Красивая, сдержанная, деликатная девочка. Как в сказке.
Сын — как в кошмарном сне. Сначала не мог родиться, тащили щипцами. Железные щипцы на мягкие кости головы. Потом перепутал день с ночью. Днем спал, ночью орал. Все вокруг ходили шатаясь.
В детском саду стал хватать инфекции: то ветрянка, то скарлатина с осложнениями. Неделю ходит, три болеет. Пришлось забрать из сада. Все деньги уходили на няньку.
Школу ненавидел. Может, виновата система всеобщего обучения, а может, сам Алик. Избаловался вконец, сошел с резьбы. Когда учителя пытались его воспитывать — не возражал, но смотрел с таким презрением, что хотелось дать ему в морду. В морду — нельзя. А выгнать — можно. Жена ходила в школу, унижалась, дарила подарки. В десятом классе нанимала учителей, платила деньги.

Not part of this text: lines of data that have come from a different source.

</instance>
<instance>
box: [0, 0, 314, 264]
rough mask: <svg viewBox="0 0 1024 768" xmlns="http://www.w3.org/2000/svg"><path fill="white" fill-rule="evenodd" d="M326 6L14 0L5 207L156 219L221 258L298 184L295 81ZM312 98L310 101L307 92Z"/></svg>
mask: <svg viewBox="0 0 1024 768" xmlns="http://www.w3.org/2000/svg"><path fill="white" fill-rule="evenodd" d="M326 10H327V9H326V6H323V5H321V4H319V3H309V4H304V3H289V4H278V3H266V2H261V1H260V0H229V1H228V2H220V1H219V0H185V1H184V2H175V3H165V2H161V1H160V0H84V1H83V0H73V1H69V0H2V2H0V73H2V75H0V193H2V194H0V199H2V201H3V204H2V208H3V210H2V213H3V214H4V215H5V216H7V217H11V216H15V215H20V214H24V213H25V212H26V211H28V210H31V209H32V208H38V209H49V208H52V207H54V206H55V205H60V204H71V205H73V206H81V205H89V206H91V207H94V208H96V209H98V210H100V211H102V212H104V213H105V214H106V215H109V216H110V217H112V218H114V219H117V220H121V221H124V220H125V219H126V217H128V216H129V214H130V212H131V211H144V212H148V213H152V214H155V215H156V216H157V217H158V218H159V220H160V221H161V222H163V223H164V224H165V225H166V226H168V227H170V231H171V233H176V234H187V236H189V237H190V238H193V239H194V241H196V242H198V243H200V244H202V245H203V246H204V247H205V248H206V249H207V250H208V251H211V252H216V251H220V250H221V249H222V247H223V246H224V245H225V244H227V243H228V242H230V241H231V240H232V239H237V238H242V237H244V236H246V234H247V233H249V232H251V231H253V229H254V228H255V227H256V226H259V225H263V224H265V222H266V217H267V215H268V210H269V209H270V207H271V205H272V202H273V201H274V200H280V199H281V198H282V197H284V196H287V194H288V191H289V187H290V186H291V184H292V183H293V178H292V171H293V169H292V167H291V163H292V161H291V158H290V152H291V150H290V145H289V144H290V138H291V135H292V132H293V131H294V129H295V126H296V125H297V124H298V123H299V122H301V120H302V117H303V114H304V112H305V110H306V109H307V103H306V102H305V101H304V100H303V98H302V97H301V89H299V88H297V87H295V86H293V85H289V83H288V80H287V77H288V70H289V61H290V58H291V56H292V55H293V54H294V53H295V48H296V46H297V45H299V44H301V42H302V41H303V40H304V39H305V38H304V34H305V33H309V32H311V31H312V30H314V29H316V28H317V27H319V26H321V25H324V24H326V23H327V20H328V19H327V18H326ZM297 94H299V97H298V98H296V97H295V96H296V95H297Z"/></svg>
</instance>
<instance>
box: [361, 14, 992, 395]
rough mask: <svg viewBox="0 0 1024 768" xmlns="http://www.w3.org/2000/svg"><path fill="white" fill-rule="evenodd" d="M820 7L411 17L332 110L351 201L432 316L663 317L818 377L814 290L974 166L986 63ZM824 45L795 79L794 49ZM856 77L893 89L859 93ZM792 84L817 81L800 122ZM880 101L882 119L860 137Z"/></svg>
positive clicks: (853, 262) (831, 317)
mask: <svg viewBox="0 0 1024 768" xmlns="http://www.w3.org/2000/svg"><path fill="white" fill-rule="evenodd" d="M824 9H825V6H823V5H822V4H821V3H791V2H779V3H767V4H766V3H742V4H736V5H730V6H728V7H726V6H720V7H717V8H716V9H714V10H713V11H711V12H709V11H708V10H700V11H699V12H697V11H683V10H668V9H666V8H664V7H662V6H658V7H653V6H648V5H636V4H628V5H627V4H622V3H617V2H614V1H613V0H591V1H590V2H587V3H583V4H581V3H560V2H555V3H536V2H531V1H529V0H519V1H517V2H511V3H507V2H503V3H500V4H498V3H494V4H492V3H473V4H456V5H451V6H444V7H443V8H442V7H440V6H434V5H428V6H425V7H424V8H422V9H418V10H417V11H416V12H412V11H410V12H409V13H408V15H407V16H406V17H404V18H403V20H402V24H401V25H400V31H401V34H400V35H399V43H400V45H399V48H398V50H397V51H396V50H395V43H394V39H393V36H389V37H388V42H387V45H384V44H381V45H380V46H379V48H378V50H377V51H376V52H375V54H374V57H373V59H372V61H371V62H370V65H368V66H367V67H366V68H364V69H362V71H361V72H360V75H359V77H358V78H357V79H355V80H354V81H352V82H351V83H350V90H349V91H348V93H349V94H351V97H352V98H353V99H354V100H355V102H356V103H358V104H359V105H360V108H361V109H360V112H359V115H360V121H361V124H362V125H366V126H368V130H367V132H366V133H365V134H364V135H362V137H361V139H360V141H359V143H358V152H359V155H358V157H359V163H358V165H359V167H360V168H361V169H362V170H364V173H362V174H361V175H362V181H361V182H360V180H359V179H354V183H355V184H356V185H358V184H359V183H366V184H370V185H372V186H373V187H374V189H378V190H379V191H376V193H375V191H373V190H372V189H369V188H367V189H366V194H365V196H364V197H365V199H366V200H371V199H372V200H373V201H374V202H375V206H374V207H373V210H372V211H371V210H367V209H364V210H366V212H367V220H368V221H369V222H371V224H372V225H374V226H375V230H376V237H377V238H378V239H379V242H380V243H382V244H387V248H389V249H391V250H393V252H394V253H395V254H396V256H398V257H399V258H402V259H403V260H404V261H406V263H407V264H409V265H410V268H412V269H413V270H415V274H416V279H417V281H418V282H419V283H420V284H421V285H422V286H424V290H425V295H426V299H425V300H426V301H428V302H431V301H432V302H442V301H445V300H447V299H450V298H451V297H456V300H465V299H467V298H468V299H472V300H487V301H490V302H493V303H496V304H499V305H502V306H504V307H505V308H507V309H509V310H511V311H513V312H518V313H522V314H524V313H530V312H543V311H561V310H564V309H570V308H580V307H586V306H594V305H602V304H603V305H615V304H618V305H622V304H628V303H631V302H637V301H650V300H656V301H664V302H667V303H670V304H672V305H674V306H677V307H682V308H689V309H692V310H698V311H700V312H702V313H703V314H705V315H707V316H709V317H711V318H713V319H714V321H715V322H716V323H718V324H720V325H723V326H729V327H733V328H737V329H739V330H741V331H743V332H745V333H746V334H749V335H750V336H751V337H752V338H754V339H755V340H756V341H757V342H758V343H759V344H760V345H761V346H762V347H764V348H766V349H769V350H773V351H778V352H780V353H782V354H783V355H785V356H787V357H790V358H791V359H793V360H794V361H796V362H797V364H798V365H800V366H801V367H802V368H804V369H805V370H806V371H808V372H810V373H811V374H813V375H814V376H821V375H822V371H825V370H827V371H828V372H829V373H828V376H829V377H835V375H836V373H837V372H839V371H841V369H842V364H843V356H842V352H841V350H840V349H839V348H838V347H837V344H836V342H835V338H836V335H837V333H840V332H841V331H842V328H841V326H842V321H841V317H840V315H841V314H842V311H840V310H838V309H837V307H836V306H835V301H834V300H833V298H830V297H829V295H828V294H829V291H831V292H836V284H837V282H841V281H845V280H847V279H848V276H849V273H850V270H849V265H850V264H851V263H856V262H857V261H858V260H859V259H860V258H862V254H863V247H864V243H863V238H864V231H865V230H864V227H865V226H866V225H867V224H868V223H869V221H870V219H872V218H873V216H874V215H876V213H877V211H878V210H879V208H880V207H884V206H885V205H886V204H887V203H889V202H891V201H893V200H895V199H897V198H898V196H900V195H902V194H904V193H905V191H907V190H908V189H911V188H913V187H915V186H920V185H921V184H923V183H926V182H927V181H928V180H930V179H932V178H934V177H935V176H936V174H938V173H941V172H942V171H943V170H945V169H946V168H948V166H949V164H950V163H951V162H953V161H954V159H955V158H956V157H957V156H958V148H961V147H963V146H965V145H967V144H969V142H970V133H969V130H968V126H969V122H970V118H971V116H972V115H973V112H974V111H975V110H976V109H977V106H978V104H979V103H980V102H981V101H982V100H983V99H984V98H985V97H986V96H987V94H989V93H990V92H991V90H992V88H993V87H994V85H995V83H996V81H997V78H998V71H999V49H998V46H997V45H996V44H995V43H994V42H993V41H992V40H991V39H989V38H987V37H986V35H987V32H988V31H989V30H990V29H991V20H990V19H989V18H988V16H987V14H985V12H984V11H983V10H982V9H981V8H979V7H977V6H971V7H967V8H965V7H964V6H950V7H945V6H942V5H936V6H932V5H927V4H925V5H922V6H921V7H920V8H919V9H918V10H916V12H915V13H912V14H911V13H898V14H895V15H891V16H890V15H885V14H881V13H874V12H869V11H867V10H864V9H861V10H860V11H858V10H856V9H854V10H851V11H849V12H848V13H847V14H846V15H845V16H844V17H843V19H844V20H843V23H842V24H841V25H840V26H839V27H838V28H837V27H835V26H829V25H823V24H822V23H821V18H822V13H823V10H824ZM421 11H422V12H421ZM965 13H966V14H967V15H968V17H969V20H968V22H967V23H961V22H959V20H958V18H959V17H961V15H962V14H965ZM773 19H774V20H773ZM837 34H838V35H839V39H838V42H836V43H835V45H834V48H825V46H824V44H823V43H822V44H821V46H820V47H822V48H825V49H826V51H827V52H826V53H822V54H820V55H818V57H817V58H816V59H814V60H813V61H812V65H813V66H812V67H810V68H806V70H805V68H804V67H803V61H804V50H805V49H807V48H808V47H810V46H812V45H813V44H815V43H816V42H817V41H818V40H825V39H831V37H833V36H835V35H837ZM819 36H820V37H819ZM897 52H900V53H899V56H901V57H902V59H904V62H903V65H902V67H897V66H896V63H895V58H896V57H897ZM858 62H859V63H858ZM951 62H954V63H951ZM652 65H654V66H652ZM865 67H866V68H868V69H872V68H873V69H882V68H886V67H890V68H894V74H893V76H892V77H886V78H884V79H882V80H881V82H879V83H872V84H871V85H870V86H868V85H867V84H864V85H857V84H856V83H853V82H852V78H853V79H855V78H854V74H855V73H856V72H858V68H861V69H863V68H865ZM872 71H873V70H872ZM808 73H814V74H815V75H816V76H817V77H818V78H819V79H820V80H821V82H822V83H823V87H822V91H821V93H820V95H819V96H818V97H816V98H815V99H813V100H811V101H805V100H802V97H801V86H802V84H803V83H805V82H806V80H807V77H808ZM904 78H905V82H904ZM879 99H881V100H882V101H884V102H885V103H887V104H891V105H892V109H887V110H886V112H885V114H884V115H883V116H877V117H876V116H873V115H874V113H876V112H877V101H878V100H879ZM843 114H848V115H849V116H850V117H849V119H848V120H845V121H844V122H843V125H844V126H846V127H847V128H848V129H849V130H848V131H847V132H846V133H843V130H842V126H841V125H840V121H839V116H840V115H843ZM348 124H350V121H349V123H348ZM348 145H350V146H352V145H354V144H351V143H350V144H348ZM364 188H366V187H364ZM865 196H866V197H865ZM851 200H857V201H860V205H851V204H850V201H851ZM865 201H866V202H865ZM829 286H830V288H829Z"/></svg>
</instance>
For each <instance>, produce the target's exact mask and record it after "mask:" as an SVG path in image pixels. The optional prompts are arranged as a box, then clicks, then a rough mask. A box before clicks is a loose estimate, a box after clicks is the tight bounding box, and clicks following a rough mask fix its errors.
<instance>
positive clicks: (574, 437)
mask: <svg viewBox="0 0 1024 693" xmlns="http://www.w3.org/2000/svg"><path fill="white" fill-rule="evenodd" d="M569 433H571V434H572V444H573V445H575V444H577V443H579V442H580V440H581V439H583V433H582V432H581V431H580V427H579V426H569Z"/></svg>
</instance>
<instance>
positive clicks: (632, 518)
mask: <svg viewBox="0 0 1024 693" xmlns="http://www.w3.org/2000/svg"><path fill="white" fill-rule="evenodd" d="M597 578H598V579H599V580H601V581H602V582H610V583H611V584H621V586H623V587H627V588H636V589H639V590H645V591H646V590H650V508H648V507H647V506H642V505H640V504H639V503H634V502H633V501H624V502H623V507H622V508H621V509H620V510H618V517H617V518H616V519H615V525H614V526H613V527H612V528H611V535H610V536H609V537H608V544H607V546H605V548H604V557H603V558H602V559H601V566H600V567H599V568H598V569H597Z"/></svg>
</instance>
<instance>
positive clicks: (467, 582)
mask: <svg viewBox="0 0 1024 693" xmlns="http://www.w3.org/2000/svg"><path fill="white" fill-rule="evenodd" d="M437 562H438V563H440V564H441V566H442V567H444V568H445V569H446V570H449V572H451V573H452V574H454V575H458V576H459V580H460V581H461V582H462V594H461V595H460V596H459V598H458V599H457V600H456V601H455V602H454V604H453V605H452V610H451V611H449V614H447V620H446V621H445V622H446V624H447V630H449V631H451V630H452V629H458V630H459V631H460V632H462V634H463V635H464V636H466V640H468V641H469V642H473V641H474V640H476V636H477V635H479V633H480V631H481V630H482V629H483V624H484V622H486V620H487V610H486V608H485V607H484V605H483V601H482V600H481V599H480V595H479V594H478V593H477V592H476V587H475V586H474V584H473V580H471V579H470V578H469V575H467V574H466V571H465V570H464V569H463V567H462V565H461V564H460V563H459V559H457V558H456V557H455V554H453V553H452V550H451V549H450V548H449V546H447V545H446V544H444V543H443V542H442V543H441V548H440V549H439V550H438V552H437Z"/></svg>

Наконец школа позади. Впереди Армия.
Армия и Алик — две вещи несовместные. Армия — машина подчинения. Алик — человек-противостояние. Машина сильнее человека. Все кончится для Алика военным трибуналом. Ясно: его посадят в тюрьму, а в тюрьме изнасилуют всем бараком.
Значит, надо положить в больницу, купить диагноз «шизофрения» и получить белый билет. Шизофреники от Армии освобождаются. Психически неполноценные не должны иметь в руках оружие.